Step back into the not so distant past with a special selection of mid-century modern homes on Galveston’s beautiful Harbor View drive. Opened only for this special evening, these homes showcase the unmistakable design of mid-century architecture with some vintage fun added into the evening! Guests will enjoy complimentary beverages and appetizers during this tour. The tour is part of Galveston Historical Foundation’s annual Galveston Historic Homes Tour. Tickets for the mid-century modern tour and party, held on Saturday, May 7 from 5-8 p.m., are $50 per person and include complimentary beverages and appetizers.

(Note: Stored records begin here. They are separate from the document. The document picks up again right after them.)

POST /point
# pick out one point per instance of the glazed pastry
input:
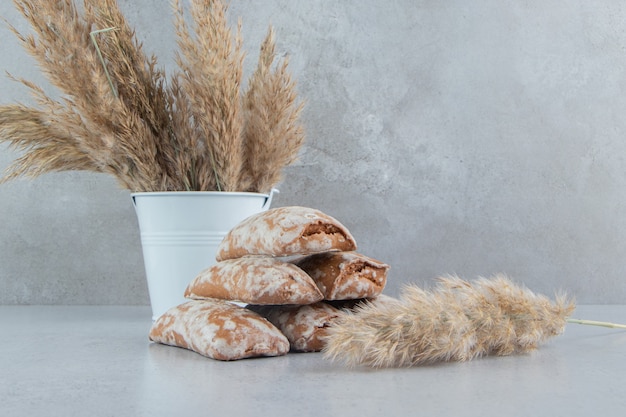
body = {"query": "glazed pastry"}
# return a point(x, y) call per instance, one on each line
point(304, 326)
point(286, 231)
point(219, 330)
point(255, 280)
point(345, 275)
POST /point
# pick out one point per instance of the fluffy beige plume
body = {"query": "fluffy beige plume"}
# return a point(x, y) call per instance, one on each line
point(119, 114)
point(457, 320)
point(211, 62)
point(273, 134)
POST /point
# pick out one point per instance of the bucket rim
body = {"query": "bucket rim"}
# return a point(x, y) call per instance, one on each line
point(196, 193)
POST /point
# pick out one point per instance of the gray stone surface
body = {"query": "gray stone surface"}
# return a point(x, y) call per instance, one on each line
point(97, 361)
point(450, 137)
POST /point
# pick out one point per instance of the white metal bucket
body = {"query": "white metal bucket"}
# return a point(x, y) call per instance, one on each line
point(180, 233)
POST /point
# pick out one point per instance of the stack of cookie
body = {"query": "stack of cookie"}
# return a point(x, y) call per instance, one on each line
point(282, 276)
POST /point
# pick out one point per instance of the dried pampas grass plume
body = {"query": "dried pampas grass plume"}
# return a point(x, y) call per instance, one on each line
point(455, 321)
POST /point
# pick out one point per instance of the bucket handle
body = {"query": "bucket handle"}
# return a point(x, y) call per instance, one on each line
point(268, 202)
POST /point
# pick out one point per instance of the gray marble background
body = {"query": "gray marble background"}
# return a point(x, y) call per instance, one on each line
point(450, 136)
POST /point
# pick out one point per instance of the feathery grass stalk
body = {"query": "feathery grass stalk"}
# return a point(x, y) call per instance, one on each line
point(597, 323)
point(93, 34)
point(457, 320)
point(154, 133)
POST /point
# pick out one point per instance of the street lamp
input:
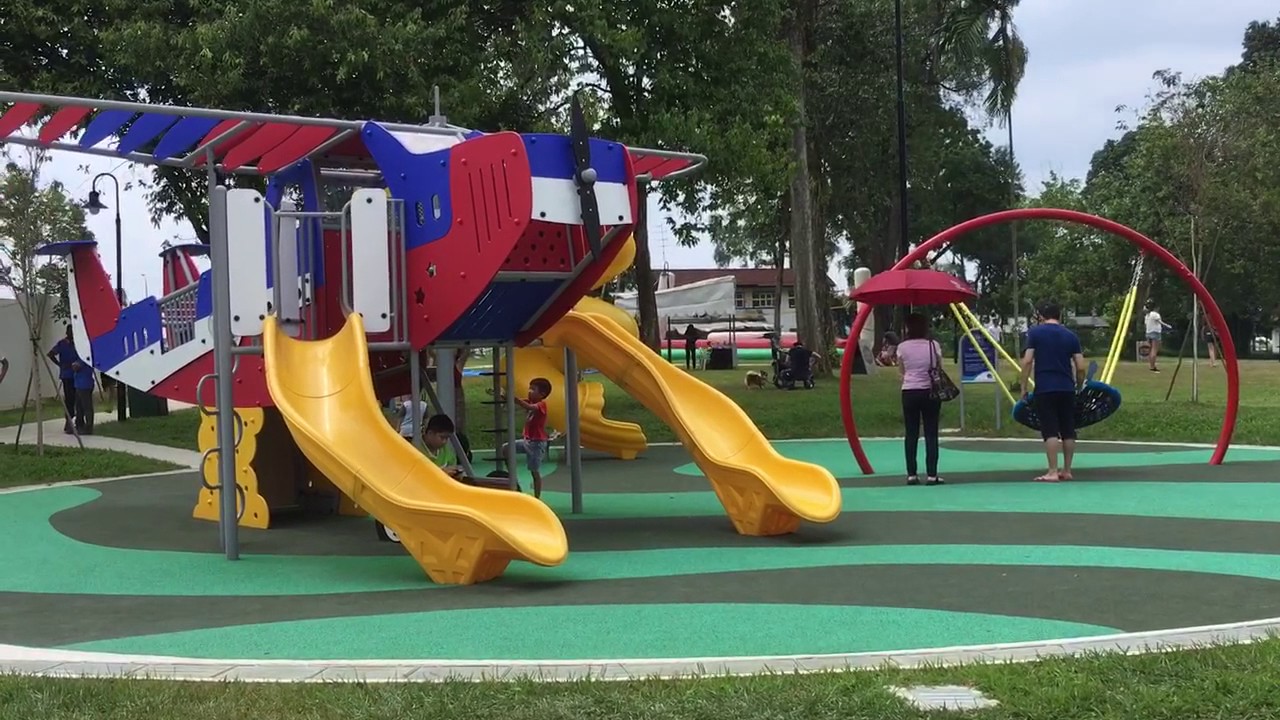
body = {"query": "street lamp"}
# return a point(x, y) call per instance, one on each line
point(94, 206)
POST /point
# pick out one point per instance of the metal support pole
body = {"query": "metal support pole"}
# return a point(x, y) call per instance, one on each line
point(1194, 319)
point(511, 414)
point(444, 360)
point(574, 432)
point(415, 388)
point(223, 368)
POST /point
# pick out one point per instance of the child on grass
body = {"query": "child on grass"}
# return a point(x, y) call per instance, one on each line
point(534, 440)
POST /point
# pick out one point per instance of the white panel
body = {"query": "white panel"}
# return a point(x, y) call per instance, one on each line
point(558, 199)
point(287, 274)
point(246, 244)
point(370, 259)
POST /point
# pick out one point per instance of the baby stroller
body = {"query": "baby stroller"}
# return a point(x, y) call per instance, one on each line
point(790, 367)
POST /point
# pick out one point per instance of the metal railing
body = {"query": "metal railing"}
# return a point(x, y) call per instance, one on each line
point(178, 317)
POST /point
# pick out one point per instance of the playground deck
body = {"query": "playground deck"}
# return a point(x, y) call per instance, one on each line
point(1147, 537)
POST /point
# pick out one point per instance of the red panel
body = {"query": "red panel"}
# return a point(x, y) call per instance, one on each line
point(248, 384)
point(492, 197)
point(657, 165)
point(586, 279)
point(16, 117)
point(265, 140)
point(63, 121)
point(544, 247)
point(296, 147)
point(227, 145)
point(96, 292)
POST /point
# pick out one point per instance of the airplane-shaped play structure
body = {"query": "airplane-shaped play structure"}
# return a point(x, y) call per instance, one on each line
point(316, 311)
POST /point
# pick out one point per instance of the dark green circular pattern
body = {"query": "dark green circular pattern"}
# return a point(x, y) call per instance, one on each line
point(1147, 537)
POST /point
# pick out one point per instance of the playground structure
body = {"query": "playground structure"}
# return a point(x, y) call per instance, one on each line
point(312, 315)
point(1147, 246)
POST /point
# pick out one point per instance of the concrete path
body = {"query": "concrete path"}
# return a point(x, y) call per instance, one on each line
point(54, 436)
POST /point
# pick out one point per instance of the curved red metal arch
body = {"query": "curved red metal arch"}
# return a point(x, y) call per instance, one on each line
point(1214, 314)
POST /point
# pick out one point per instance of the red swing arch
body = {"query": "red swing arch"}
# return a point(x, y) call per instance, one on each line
point(1144, 244)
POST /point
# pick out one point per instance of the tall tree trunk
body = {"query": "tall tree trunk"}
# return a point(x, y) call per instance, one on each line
point(780, 261)
point(807, 250)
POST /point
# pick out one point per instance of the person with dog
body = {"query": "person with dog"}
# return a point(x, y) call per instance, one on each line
point(917, 358)
point(1055, 356)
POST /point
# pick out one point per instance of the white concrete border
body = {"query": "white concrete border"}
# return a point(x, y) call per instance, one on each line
point(58, 662)
point(63, 662)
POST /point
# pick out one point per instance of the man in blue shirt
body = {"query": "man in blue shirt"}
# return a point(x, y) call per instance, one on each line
point(83, 382)
point(65, 356)
point(1054, 354)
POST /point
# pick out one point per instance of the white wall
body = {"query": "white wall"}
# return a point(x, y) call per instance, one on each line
point(16, 346)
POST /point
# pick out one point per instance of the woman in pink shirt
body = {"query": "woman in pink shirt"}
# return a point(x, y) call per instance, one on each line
point(917, 355)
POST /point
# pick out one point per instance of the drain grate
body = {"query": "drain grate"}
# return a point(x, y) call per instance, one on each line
point(944, 697)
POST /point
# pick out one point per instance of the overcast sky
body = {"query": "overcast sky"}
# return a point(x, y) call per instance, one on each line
point(1086, 58)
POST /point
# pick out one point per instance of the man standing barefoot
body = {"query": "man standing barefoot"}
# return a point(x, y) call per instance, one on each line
point(1054, 354)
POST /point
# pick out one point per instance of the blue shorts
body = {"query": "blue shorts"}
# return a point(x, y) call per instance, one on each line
point(534, 451)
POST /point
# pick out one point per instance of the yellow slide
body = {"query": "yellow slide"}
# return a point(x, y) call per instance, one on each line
point(763, 492)
point(599, 433)
point(460, 534)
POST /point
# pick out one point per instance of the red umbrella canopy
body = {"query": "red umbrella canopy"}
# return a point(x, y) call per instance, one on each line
point(914, 287)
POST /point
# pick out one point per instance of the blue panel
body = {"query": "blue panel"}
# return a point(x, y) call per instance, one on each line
point(552, 156)
point(415, 180)
point(192, 249)
point(183, 136)
point(137, 328)
point(205, 295)
point(101, 127)
point(65, 247)
point(144, 130)
point(301, 174)
point(503, 310)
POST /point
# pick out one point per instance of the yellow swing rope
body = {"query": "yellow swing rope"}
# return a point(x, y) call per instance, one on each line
point(1000, 349)
point(1109, 369)
point(986, 361)
point(1130, 301)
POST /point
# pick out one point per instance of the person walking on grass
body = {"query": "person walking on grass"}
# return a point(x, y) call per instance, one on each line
point(1055, 356)
point(917, 356)
point(1156, 327)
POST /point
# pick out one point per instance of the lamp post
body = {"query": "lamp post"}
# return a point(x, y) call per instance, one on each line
point(94, 206)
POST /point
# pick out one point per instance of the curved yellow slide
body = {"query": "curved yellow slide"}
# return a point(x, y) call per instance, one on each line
point(460, 534)
point(763, 492)
point(599, 433)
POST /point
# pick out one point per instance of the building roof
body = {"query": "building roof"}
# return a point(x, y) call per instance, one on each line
point(743, 277)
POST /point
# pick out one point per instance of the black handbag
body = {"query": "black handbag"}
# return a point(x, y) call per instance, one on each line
point(941, 387)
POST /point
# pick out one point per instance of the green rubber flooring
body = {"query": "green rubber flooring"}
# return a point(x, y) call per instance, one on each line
point(1147, 537)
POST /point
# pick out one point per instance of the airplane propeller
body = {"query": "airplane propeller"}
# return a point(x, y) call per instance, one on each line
point(585, 176)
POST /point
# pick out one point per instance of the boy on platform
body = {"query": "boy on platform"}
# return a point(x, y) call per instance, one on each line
point(535, 440)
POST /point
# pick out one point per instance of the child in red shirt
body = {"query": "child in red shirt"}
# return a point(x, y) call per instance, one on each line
point(535, 438)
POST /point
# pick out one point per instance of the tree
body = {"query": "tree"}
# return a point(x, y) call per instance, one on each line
point(32, 214)
point(698, 76)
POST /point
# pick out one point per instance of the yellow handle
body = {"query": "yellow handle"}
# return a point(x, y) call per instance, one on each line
point(986, 361)
point(1000, 349)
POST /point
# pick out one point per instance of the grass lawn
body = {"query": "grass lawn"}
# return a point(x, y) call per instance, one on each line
point(1224, 682)
point(798, 414)
point(53, 411)
point(19, 465)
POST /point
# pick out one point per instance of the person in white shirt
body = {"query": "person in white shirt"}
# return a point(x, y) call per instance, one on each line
point(406, 417)
point(1156, 327)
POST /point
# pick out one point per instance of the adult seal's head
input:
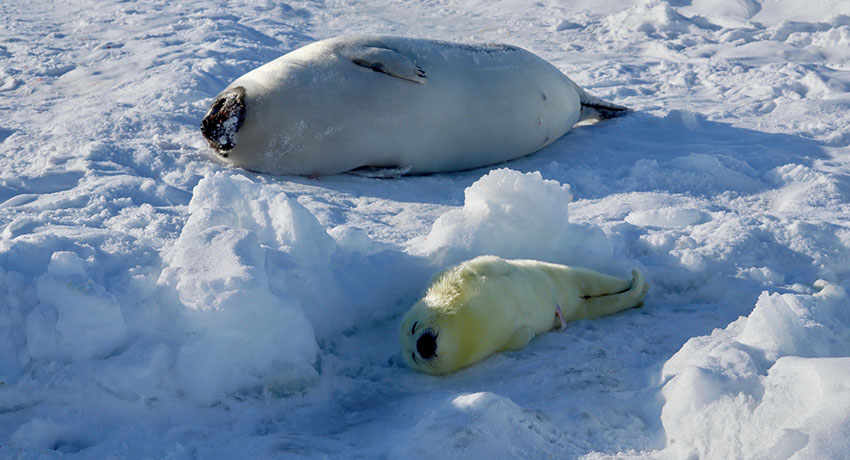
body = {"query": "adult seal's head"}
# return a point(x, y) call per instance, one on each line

“The Harbor View neighborhood lies along Galveston Bay creating extraordinary views of the water,” explains Galveston Historical Foundation’s Chief Executive Officer, Dwayne Jones. “Platted in 1954 and designed by Houston landscape architect Herbert Skogland, only three streets Harbor View, Harbor View Circle, and Marine comprise the Harbor View Development Company’s subdivision. Physicians and administrators from UTMB found Harbor View particularly attractive for new homes. Today, the largely intact neighborhood has some of the island’s best mid-century residences along walkable streets with a safe, friendly environment.”
1306 HARBOR VIEW
THOMAS PRICE (ARCHITECT), 1958
The long, low-pitched gable roof on the Mehos House allows the north and south elevations to take advantage of the sunlight with large designed windows. The south elevation opens to a sculpture garden. The main living areas are designed in an open living concept originally divided by shoji screens.
Price, a graduate of the Harvard Graduate School of Design, completed some of the finest mid-century buildings in our area and brought a sophisticated modern aesthetic in the post-World War II years to the island.
THOMAS E. GREACEN II AND IRVING PHILLIPS, JR (ARCHITECTS), 1960
This is one of the island’s most spectacular mid-century houses. The extraordinary grid-patterned brise-soliel (sunscreen) and the “upside-down” floor plan makes the house iconic. Phillips designed the house while working as a student intern in the office of Houston architect Greacen. The elevated second floor gives a view of the bay while the sunscreen helps to shade the western afternoon.
The current owners build off the tight edges and rectangles with their contemporary fence and landscaping. Louis Pauls, Sr., was an investor in the Harbor View Development Company. Phillips was a student at the University of Texas School or Architecture studying under the visionary architects teaching there in the 1950s. He continued to practice architecture for many years in Houston.
This home for two Galveston’s physicians is positioned to take advantage of the view of the bay. The low-pitched roof and angled carport were popular mid-century residential features. The turquoise panels and masonry screen add color and texture to this house making it one of the architects’ best works in the city.
Beerman and Kotin, both European immigrants, made their careers in architecture in Galveston. A number of residences and commercial buildings show the mark of their skill and appreciation of modern design.
1113 MARINE, THOMAS PRICE (ARCHITECT), 1959
Thomas Price noted this house to architectural historian Stephen Fox in the 1990s and it has long caught the attention of mid-century architecture buffs. The compact and tight architectural lines make it one of Price’s smallest but best residential designs. The interior is much like the exterior in that every architectural element and spatial feature is well planned and thoughtful. Economy of space but maximization of light and livability are evident.
Dr. Moore Yen, a Chinese immigrant and anesthesiologist at UTMB, and his wife lived in the house for a short time until the premature death of Dr. Yen in 1964. Subsequent owners have respected the original design and enhanced its presence on Marine, one of Harbor View’s most visible corners.
This Raymond Rapp, Jr. designed house captures a number of mid-century house features including the flat roof and offset front door behind a partial courtyard. Orange glazed brick and laminate front door draw attention to the entrance. The interior is lighted by skylights and large windows. One of the most interesting interior details is the extensive use of laminate in vertical and horizontal applications making it a very progressive use materials for the 1960s.
Mr. Rapp joined his father in a Galveston architectural firm in 1921 and after his father died in 1959 he continued as an independent architect occasionally working with other business partners. Rapp is responsible for many of the island’s most notable buildings.